Sebagai parpol yang lahir di era transisi reformasi, PAN menjadi partai yang kerap mengalami pasang surut baik, dari sisi internal partai maupun dari sisi suara di pemilu legislatif.

Dalam Parties and Factions in Indonesia, Ulla Fionna dan Dirk Tomsa menyebut PAN di awal pembentukannya menjadi partai yang mengandalkan aktor reformis-Islamis seperti Amien Rais serta didukung oleh organisasi massa Islam, yakni Muhammadiyah.

Namun lambat laun, haluan partai sedikit bergeser menjadi lebih terbuka ketika pucuk pimpinan partai bergeser kepada Soetrisno Bachir, Hatta Rajasa, hingga Zulkifli Hasan saat ini.

Baca juga :  Ada Operasi Intelijen Kekacauan Korea Selatan? 

Baca juga: Amien Rais Tiru Ambisi Mahathir?

Dirk Tomsa dalam tulisannya yang berjudul Party Politics and Democratization in Indonesia menyebut, terdapat perseteruan sengit yang terjadi di internal PAN antara pihak yang memiliki orientasi yang lebih pluralistik dan pihak yang lebih cenderung pada identitas Islam yang lugas, di mana pada akhirnya kubu pluralistik – yang mendamaikan cita-cita agama dan oportunisme politik – keluar sebagai pemenang.

Bahkan saat PAN seolah mengalami krisis laten parpol di Indonesia, yakni minimnya kader prominen dan punya elektabilitas. Strategi menciptakan politisi selebriti kemudian digalakkan di era kepemimpinan Zulhas, sebagai sebuah investasi politik yang kini mulai terlihat hasilnya dari signifikansi ancang-ancang yang telah dijelaskan sebelumnya.

Sayangnya, bergabungnya para artis secara masif itu, kurang efektif untuk mengerek suara PAN untuk bersaing di level nasional. Bahkan, PAN hanya menduduki posisi ke delapan di Pileg 2019, peringkat terburuk sejak Pemilu 1999.

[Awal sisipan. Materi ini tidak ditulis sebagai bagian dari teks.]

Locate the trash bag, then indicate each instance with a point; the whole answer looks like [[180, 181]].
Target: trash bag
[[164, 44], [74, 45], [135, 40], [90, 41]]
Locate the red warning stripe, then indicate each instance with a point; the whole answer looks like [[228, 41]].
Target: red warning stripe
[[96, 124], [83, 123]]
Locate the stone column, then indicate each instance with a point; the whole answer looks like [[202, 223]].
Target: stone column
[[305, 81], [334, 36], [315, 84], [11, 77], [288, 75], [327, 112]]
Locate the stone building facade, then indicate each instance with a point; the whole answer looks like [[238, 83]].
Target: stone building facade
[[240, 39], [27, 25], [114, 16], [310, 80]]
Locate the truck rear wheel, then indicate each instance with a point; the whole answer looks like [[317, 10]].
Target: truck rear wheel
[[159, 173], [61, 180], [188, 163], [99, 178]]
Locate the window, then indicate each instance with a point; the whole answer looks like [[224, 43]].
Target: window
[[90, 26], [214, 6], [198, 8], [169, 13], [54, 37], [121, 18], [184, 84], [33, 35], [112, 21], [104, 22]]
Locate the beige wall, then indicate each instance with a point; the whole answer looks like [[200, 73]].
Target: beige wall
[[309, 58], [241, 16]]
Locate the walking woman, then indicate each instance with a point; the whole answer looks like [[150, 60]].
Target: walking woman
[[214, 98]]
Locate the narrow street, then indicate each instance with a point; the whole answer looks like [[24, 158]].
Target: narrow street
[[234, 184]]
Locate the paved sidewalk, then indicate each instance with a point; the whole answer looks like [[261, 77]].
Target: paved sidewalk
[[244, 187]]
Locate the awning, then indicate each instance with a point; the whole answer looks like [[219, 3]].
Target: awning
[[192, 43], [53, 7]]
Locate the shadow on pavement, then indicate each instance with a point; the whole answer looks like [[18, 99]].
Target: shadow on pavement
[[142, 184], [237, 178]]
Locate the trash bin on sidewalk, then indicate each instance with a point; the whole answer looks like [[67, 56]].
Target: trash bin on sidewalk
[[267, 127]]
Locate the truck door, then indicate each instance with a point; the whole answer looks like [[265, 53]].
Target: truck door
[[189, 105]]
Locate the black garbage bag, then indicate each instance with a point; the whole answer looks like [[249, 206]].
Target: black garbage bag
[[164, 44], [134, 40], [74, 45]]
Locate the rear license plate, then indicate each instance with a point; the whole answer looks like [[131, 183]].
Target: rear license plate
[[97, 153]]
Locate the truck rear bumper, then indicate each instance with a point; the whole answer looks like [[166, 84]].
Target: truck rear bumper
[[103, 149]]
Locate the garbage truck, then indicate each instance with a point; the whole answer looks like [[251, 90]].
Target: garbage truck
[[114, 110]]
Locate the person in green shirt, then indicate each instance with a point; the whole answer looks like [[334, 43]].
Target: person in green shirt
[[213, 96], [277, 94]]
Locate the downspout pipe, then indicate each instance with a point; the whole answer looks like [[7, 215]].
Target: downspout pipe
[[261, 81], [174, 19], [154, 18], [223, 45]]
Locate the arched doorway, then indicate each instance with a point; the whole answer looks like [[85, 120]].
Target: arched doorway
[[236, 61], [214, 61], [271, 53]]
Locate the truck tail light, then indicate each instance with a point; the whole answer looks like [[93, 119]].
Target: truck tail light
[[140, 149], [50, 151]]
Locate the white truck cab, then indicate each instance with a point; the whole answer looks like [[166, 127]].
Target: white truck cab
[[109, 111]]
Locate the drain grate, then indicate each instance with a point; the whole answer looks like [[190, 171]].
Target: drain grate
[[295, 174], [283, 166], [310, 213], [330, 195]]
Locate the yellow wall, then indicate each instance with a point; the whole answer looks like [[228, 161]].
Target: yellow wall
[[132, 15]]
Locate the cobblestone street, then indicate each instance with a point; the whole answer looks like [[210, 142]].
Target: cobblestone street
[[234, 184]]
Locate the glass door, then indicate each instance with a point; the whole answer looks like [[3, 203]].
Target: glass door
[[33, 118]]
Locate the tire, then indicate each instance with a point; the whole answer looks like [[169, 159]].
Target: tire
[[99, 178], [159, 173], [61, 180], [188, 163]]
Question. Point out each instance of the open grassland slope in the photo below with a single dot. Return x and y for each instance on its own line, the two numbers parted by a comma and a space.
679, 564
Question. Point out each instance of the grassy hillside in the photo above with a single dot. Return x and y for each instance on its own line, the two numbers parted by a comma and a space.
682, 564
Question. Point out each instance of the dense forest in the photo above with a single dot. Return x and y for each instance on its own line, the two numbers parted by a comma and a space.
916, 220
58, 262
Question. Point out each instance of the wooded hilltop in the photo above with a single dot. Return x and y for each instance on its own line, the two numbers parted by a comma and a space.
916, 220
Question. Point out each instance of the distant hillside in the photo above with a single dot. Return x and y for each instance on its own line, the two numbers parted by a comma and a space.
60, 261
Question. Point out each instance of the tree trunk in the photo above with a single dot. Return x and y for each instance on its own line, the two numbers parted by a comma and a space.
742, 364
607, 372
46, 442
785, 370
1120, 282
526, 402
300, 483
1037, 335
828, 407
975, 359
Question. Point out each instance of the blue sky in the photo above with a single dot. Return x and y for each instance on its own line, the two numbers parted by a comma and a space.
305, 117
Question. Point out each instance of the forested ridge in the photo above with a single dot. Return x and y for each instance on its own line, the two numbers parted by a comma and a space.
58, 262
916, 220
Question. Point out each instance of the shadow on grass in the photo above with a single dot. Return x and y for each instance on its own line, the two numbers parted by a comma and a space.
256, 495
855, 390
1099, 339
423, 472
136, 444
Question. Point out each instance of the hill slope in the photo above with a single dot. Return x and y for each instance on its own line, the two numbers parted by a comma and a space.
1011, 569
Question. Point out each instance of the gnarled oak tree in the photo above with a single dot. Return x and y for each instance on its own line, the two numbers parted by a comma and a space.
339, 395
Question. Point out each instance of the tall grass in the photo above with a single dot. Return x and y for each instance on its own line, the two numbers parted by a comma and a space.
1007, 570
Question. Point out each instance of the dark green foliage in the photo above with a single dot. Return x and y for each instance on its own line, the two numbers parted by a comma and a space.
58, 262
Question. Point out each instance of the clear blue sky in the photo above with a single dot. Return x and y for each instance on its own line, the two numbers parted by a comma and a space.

Apalagi belakangan, meski cenderung ke pemerintah, PAN seolah tanpa arah di kancah politik dan pemerintahan tanah air. Selain karena tidak dirangkul ke dalam kabinet, kemungkinan juga dikarenakan suaranya yang mungkin dinilai kurang signifikan.

Akan tetapi, jika memang berhasil mengusung nama-nama kadernya seperti yang telah diproyeksikan, popularitas PAN berpotensi meningkat dan bisa saja dapat sangat menguntungkan di Pileg 2024 dan koalisi Pilpres 2024.

Terlebih jika menengok potensi Bima Arya di Pilkada DKI Jakarta yang tampak sangat menarik dan cukup potensial. Bahkan Eddy pun mengatakan bahwa Bima merupakan kader terbaik PAN saat ini dengan kinerja dan sejumlah prestasinya.

Di kontestasi elektoral Jakarta tahun 2019 sendiri, PAN berhasil menorehkan prestasi saat berhasil meraih sembilan kursi di DPRD, naik drastis dari pemilu 2014 yang hanya meraih dua kursi.

Artinya, memang terdapat momentum tepat ketika memproyeksikan sang Wali Kota Bogor di Jakarta dengan signifikansi problematika yang hampir serupa, plus perolehan suara dengan segmen tertentu di Ibu Kota yang mana PAN tampak sedang jumawa.

Tendensi Jakarta-sentris pun tak dapat dielakkan sebagai wilayah strategis secara politik bagi pihak manapun yang memiliki potensi. Sosok Bima Arya juga dapat menjadi kunci bagi PAN untuk berkoalisi dengan parpol besar di kontestasi elektoral DKI Jakarta, plus sebagai batu loncatan dan penjajakan koalisi baru di level nasional yang bisa saja membuat daya tawar partai besutan Zulkifli Hasan itu meningkat.

Namun di atas semua itu, manuver apa pun dari berbagai parpol saat ini dalam menyongsong pesta demokrasi berikutnya, diharapkan tetap tak membuat para kadernya yang tengah mengampu jabatan hasil amanat rakyat menjadi abai dalam menjalankan tugasnya. (J61)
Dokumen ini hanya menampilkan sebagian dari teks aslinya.